85th European Study Group with Industry

16th–20th April 2012, University of East Anglia, Norwich

Inertial Navigation for Divers

A problem brought to the 85th European Study Group with Industry by VR Technology.

Problem Description

A SCUBA diver would like to know his/her position underwater, relative to the dive start position. This requires a gyro system optimised for underwater use, utilising low cost hardware sensor inputs. GPS is not an option as the signals do not travel underwater. Transponder/pinger systems have already been developed, but require too much expense and configuration for the boat operator and the diver.

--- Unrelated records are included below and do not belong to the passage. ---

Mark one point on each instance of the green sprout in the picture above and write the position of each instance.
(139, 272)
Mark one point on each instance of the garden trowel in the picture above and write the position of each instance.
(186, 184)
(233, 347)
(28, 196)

A simple standalone affordable dead-reckoning system is needed, but is inherently tricky to determine the diver's movements. The system needs to be very cheap, so that price is not a barrier to its deployment. The system needs to be small.

The problem: What 3D accuracy can be obtained with currently affordable hardware?

Study Group Report

The Study Group investigated the possibility of such a system making use of cheaply available accelerometer, gyroscope and magnetic field sensors, similar to those included in many modern smart phones. The Study Group captured data using an Android device strapped to a skateboard to simulate the type of movements a diver might make underwater. Different modes of movement were evident from filtered versions of the sensor outputs, so indicating that a pedometry based solution ought to be feasible.

The Study Group then formulated and investigated the feasibility of a generic dead-reckoning system. Although sensors provide more data than is strictly necessary, significant errors arise from imperfect calibration and from noise for which the Study Group derived estimates of the resulting drift in position over time. The accuracy of practical numerical integration schemes in the context of rotating frames was investigated, and a Kalman filter was used to reduce error in the orientation data by combining accelerometer and gyroscopic data.